Smug is a sympathetic troublemaker, rascal, and part-time poacher who tries to steal venison from a park. Spotted by two gamekeepers who begin to pursue him, the blacksmith devises a cunning strategy: spying the sign of the White Horse inn before him — not painted on a board but carved like a sculpture — he quickly climbs on its back and raises his hammer into the air.
Smug’s hope is that the keepers will come across the sign and believe it to represent St. George, a common illustration which depicted England’s patron saint atop a white horse with sword in hand, passing him by unnoticed. This trick was clearly thought to be the tale’s most notable, since it features on the title pages of most editions of the story, which was re-issued for decades.
And it worked: Smug escaped the keepers using only his wit. If his pursuers had noticed he wielded a hammer instead of a sword, they would probably have put it down to shoddy craftmanship on the part of its sculptor.

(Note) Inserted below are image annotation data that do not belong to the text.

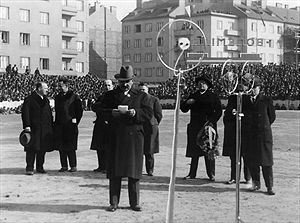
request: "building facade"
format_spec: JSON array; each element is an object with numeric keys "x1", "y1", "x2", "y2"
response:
[
  {"x1": 89, "y1": 2, "x2": 122, "y2": 79},
  {"x1": 122, "y1": 0, "x2": 300, "y2": 83},
  {"x1": 0, "y1": 0, "x2": 89, "y2": 75}
]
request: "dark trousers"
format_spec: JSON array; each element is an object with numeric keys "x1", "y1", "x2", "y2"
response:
[
  {"x1": 189, "y1": 156, "x2": 215, "y2": 178},
  {"x1": 97, "y1": 150, "x2": 106, "y2": 170},
  {"x1": 249, "y1": 166, "x2": 273, "y2": 188},
  {"x1": 26, "y1": 151, "x2": 46, "y2": 171},
  {"x1": 109, "y1": 177, "x2": 140, "y2": 206},
  {"x1": 145, "y1": 154, "x2": 154, "y2": 174},
  {"x1": 230, "y1": 156, "x2": 251, "y2": 181},
  {"x1": 59, "y1": 150, "x2": 77, "y2": 167}
]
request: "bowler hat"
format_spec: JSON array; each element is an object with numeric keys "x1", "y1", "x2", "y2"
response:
[
  {"x1": 19, "y1": 130, "x2": 32, "y2": 147},
  {"x1": 115, "y1": 65, "x2": 134, "y2": 81},
  {"x1": 253, "y1": 77, "x2": 261, "y2": 87},
  {"x1": 195, "y1": 74, "x2": 212, "y2": 88}
]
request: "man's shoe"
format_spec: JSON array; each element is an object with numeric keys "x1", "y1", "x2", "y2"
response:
[
  {"x1": 93, "y1": 167, "x2": 102, "y2": 172},
  {"x1": 69, "y1": 167, "x2": 77, "y2": 172},
  {"x1": 130, "y1": 204, "x2": 142, "y2": 211},
  {"x1": 107, "y1": 204, "x2": 118, "y2": 212},
  {"x1": 25, "y1": 170, "x2": 33, "y2": 175},
  {"x1": 248, "y1": 186, "x2": 260, "y2": 192},
  {"x1": 267, "y1": 188, "x2": 275, "y2": 195},
  {"x1": 58, "y1": 167, "x2": 68, "y2": 172},
  {"x1": 183, "y1": 175, "x2": 196, "y2": 180},
  {"x1": 36, "y1": 169, "x2": 47, "y2": 173},
  {"x1": 208, "y1": 176, "x2": 216, "y2": 181},
  {"x1": 226, "y1": 179, "x2": 236, "y2": 184}
]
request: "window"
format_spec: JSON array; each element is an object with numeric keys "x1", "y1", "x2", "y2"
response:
[
  {"x1": 134, "y1": 54, "x2": 141, "y2": 63},
  {"x1": 0, "y1": 30, "x2": 9, "y2": 43},
  {"x1": 217, "y1": 20, "x2": 223, "y2": 29},
  {"x1": 75, "y1": 62, "x2": 84, "y2": 73},
  {"x1": 20, "y1": 9, "x2": 29, "y2": 22},
  {"x1": 123, "y1": 54, "x2": 130, "y2": 63},
  {"x1": 146, "y1": 23, "x2": 152, "y2": 32},
  {"x1": 197, "y1": 20, "x2": 204, "y2": 29},
  {"x1": 269, "y1": 53, "x2": 274, "y2": 63},
  {"x1": 20, "y1": 57, "x2": 30, "y2": 69},
  {"x1": 269, "y1": 25, "x2": 274, "y2": 33},
  {"x1": 145, "y1": 38, "x2": 152, "y2": 47},
  {"x1": 157, "y1": 37, "x2": 164, "y2": 46},
  {"x1": 145, "y1": 53, "x2": 152, "y2": 62},
  {"x1": 0, "y1": 6, "x2": 9, "y2": 19},
  {"x1": 76, "y1": 1, "x2": 84, "y2": 11},
  {"x1": 40, "y1": 12, "x2": 49, "y2": 24},
  {"x1": 133, "y1": 68, "x2": 142, "y2": 77},
  {"x1": 123, "y1": 26, "x2": 130, "y2": 34},
  {"x1": 267, "y1": 39, "x2": 274, "y2": 48},
  {"x1": 156, "y1": 22, "x2": 164, "y2": 31},
  {"x1": 156, "y1": 67, "x2": 163, "y2": 77},
  {"x1": 251, "y1": 22, "x2": 257, "y2": 32},
  {"x1": 228, "y1": 22, "x2": 233, "y2": 30},
  {"x1": 40, "y1": 35, "x2": 49, "y2": 47},
  {"x1": 76, "y1": 21, "x2": 84, "y2": 32},
  {"x1": 40, "y1": 58, "x2": 49, "y2": 70},
  {"x1": 134, "y1": 39, "x2": 141, "y2": 48},
  {"x1": 134, "y1": 24, "x2": 142, "y2": 33},
  {"x1": 20, "y1": 33, "x2": 30, "y2": 46},
  {"x1": 145, "y1": 68, "x2": 152, "y2": 77},
  {"x1": 123, "y1": 39, "x2": 130, "y2": 49},
  {"x1": 0, "y1": 56, "x2": 9, "y2": 68},
  {"x1": 76, "y1": 41, "x2": 84, "y2": 52}
]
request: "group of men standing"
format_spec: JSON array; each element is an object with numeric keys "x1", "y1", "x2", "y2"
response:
[{"x1": 22, "y1": 63, "x2": 275, "y2": 212}]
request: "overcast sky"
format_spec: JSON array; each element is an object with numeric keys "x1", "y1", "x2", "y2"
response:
[{"x1": 89, "y1": 0, "x2": 300, "y2": 20}]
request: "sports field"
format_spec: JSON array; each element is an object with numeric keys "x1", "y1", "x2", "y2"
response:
[{"x1": 0, "y1": 110, "x2": 300, "y2": 223}]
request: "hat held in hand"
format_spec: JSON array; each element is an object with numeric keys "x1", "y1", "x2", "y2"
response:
[
  {"x1": 115, "y1": 65, "x2": 134, "y2": 81},
  {"x1": 19, "y1": 130, "x2": 32, "y2": 147}
]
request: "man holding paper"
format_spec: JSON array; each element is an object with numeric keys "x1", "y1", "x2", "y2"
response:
[{"x1": 102, "y1": 66, "x2": 153, "y2": 211}]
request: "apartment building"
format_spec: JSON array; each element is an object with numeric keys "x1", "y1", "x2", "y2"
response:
[
  {"x1": 122, "y1": 0, "x2": 300, "y2": 83},
  {"x1": 0, "y1": 0, "x2": 89, "y2": 75}
]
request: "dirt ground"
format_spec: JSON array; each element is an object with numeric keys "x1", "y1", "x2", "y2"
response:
[{"x1": 0, "y1": 110, "x2": 300, "y2": 223}]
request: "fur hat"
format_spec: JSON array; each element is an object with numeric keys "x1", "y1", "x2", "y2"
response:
[
  {"x1": 115, "y1": 65, "x2": 134, "y2": 81},
  {"x1": 19, "y1": 130, "x2": 33, "y2": 147},
  {"x1": 195, "y1": 74, "x2": 212, "y2": 88}
]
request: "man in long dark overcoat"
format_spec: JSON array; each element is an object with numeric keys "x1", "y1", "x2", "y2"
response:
[
  {"x1": 90, "y1": 79, "x2": 114, "y2": 173},
  {"x1": 103, "y1": 66, "x2": 153, "y2": 211},
  {"x1": 139, "y1": 83, "x2": 163, "y2": 176},
  {"x1": 180, "y1": 75, "x2": 222, "y2": 181},
  {"x1": 21, "y1": 82, "x2": 54, "y2": 175},
  {"x1": 54, "y1": 78, "x2": 83, "y2": 172},
  {"x1": 242, "y1": 78, "x2": 276, "y2": 195}
]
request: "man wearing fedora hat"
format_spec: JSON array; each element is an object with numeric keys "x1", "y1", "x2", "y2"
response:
[
  {"x1": 180, "y1": 75, "x2": 222, "y2": 181},
  {"x1": 102, "y1": 66, "x2": 153, "y2": 211},
  {"x1": 242, "y1": 77, "x2": 276, "y2": 195},
  {"x1": 19, "y1": 82, "x2": 54, "y2": 175}
]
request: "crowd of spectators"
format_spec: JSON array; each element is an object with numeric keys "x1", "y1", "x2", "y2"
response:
[{"x1": 0, "y1": 63, "x2": 300, "y2": 113}]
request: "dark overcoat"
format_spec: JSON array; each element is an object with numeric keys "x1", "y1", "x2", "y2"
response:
[
  {"x1": 21, "y1": 91, "x2": 54, "y2": 152},
  {"x1": 103, "y1": 88, "x2": 153, "y2": 179},
  {"x1": 242, "y1": 93, "x2": 276, "y2": 166},
  {"x1": 144, "y1": 95, "x2": 162, "y2": 155},
  {"x1": 180, "y1": 89, "x2": 222, "y2": 157},
  {"x1": 90, "y1": 95, "x2": 111, "y2": 150},
  {"x1": 54, "y1": 91, "x2": 83, "y2": 151}
]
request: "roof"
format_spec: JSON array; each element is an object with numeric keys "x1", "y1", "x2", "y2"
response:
[
  {"x1": 122, "y1": 2, "x2": 178, "y2": 22},
  {"x1": 267, "y1": 6, "x2": 300, "y2": 26}
]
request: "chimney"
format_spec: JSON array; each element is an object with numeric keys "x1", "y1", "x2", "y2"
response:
[
  {"x1": 109, "y1": 6, "x2": 117, "y2": 17},
  {"x1": 136, "y1": 0, "x2": 143, "y2": 9}
]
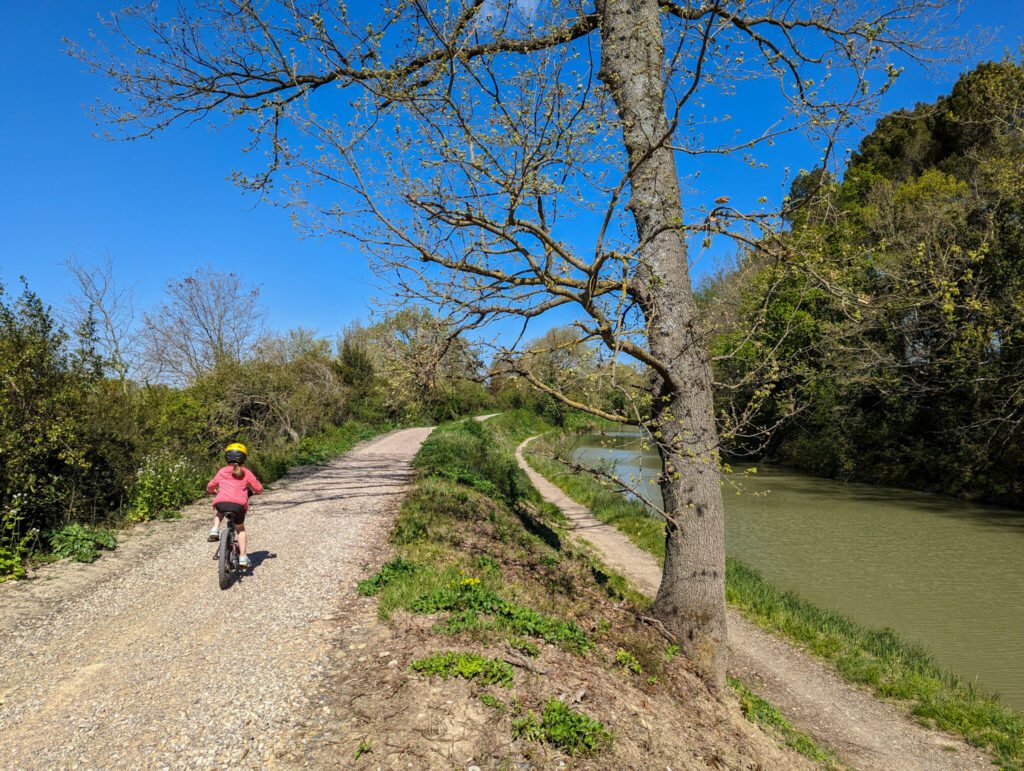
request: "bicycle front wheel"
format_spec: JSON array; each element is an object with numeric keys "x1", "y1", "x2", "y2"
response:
[{"x1": 217, "y1": 523, "x2": 234, "y2": 589}]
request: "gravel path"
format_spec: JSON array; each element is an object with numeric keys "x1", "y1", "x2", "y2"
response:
[
  {"x1": 0, "y1": 428, "x2": 430, "y2": 769},
  {"x1": 516, "y1": 437, "x2": 993, "y2": 771}
]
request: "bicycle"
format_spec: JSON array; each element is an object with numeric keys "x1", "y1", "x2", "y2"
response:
[{"x1": 213, "y1": 511, "x2": 239, "y2": 589}]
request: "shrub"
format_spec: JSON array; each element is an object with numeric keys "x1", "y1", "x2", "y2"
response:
[
  {"x1": 0, "y1": 494, "x2": 39, "y2": 582},
  {"x1": 512, "y1": 698, "x2": 612, "y2": 756},
  {"x1": 128, "y1": 451, "x2": 203, "y2": 522},
  {"x1": 49, "y1": 523, "x2": 118, "y2": 562}
]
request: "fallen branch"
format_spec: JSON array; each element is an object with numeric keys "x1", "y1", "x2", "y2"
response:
[
  {"x1": 637, "y1": 615, "x2": 679, "y2": 645},
  {"x1": 505, "y1": 649, "x2": 550, "y2": 675}
]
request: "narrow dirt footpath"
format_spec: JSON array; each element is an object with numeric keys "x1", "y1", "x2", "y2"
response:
[
  {"x1": 0, "y1": 428, "x2": 431, "y2": 769},
  {"x1": 516, "y1": 437, "x2": 993, "y2": 771}
]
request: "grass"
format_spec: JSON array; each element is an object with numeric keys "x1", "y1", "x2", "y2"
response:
[
  {"x1": 726, "y1": 559, "x2": 1024, "y2": 771},
  {"x1": 526, "y1": 423, "x2": 1024, "y2": 771},
  {"x1": 525, "y1": 434, "x2": 665, "y2": 565},
  {"x1": 359, "y1": 413, "x2": 668, "y2": 755},
  {"x1": 729, "y1": 678, "x2": 840, "y2": 769},
  {"x1": 512, "y1": 698, "x2": 613, "y2": 756}
]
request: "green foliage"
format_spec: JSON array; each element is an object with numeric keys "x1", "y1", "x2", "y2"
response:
[
  {"x1": 729, "y1": 678, "x2": 841, "y2": 769},
  {"x1": 480, "y1": 693, "x2": 509, "y2": 715},
  {"x1": 413, "y1": 420, "x2": 536, "y2": 504},
  {"x1": 0, "y1": 285, "x2": 108, "y2": 536},
  {"x1": 337, "y1": 307, "x2": 489, "y2": 422},
  {"x1": 615, "y1": 648, "x2": 642, "y2": 675},
  {"x1": 352, "y1": 739, "x2": 371, "y2": 761},
  {"x1": 508, "y1": 636, "x2": 541, "y2": 658},
  {"x1": 355, "y1": 557, "x2": 417, "y2": 597},
  {"x1": 412, "y1": 579, "x2": 593, "y2": 653},
  {"x1": 410, "y1": 650, "x2": 512, "y2": 688},
  {"x1": 512, "y1": 698, "x2": 613, "y2": 756},
  {"x1": 0, "y1": 492, "x2": 38, "y2": 582},
  {"x1": 48, "y1": 523, "x2": 118, "y2": 562},
  {"x1": 128, "y1": 451, "x2": 206, "y2": 522},
  {"x1": 702, "y1": 56, "x2": 1024, "y2": 507},
  {"x1": 525, "y1": 435, "x2": 665, "y2": 562}
]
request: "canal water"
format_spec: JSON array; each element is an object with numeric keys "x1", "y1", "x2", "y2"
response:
[{"x1": 577, "y1": 430, "x2": 1024, "y2": 713}]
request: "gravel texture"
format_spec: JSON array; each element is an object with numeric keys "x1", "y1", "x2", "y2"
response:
[
  {"x1": 0, "y1": 428, "x2": 430, "y2": 769},
  {"x1": 516, "y1": 437, "x2": 994, "y2": 771}
]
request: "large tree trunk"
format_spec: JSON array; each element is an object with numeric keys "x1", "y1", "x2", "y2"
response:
[{"x1": 598, "y1": 0, "x2": 726, "y2": 688}]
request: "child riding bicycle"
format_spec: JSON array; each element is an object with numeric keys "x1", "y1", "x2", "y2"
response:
[{"x1": 206, "y1": 442, "x2": 263, "y2": 567}]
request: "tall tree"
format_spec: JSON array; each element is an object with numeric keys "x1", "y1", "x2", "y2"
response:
[
  {"x1": 75, "y1": 0, "x2": 958, "y2": 686},
  {"x1": 142, "y1": 267, "x2": 265, "y2": 384}
]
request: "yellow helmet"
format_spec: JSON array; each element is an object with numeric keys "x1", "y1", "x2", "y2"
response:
[{"x1": 224, "y1": 441, "x2": 249, "y2": 463}]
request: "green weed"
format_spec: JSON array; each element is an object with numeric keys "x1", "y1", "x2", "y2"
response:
[
  {"x1": 615, "y1": 648, "x2": 641, "y2": 675},
  {"x1": 48, "y1": 523, "x2": 118, "y2": 562},
  {"x1": 127, "y1": 451, "x2": 206, "y2": 522},
  {"x1": 355, "y1": 557, "x2": 417, "y2": 597},
  {"x1": 512, "y1": 698, "x2": 613, "y2": 756},
  {"x1": 411, "y1": 579, "x2": 593, "y2": 653},
  {"x1": 410, "y1": 650, "x2": 512, "y2": 688}
]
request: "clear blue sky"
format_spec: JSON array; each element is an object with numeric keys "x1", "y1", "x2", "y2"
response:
[{"x1": 0, "y1": 0, "x2": 1024, "y2": 337}]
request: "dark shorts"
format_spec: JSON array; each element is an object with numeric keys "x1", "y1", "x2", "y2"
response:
[{"x1": 213, "y1": 501, "x2": 246, "y2": 524}]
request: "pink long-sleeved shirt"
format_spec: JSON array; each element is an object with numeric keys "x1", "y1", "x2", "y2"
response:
[{"x1": 206, "y1": 466, "x2": 263, "y2": 511}]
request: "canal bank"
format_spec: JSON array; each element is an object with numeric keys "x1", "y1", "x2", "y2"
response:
[{"x1": 573, "y1": 423, "x2": 1024, "y2": 713}]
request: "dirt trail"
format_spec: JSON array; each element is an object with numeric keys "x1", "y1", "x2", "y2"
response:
[
  {"x1": 516, "y1": 437, "x2": 994, "y2": 771},
  {"x1": 0, "y1": 428, "x2": 430, "y2": 769}
]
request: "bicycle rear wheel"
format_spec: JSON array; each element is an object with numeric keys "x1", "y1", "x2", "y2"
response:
[{"x1": 217, "y1": 522, "x2": 234, "y2": 589}]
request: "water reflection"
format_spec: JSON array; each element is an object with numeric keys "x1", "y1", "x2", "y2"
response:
[{"x1": 577, "y1": 430, "x2": 1024, "y2": 711}]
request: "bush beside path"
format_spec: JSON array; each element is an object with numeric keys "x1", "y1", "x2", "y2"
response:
[{"x1": 0, "y1": 428, "x2": 430, "y2": 769}]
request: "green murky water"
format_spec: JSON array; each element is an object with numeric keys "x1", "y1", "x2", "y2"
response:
[{"x1": 577, "y1": 431, "x2": 1024, "y2": 712}]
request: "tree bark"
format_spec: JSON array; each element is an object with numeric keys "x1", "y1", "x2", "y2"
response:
[{"x1": 598, "y1": 0, "x2": 726, "y2": 688}]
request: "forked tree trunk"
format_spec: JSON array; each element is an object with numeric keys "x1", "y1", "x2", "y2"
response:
[{"x1": 598, "y1": 0, "x2": 726, "y2": 688}]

After all, shop signs back then were not grand works of art, deserving of preservation, and so rarely survive to the present day. But even today you’ll spot an illustration hanging outside nearly every pub in Britain, though most make sure to have accompanying text. They may not be the most fascinating parts of England’s history — packed with rebellions, scandals, and captivating personalities — but the next time you come across a humble sign, maybe you’ll think of the people to whom they once offered a sense of direction and even a little entertainment.





I enjoy reading the works of the water poets, from pubs to fish types, Taylor offered something unique… also, his constant fear of offending Ben Johnson adds some charm… Wonderfully written post.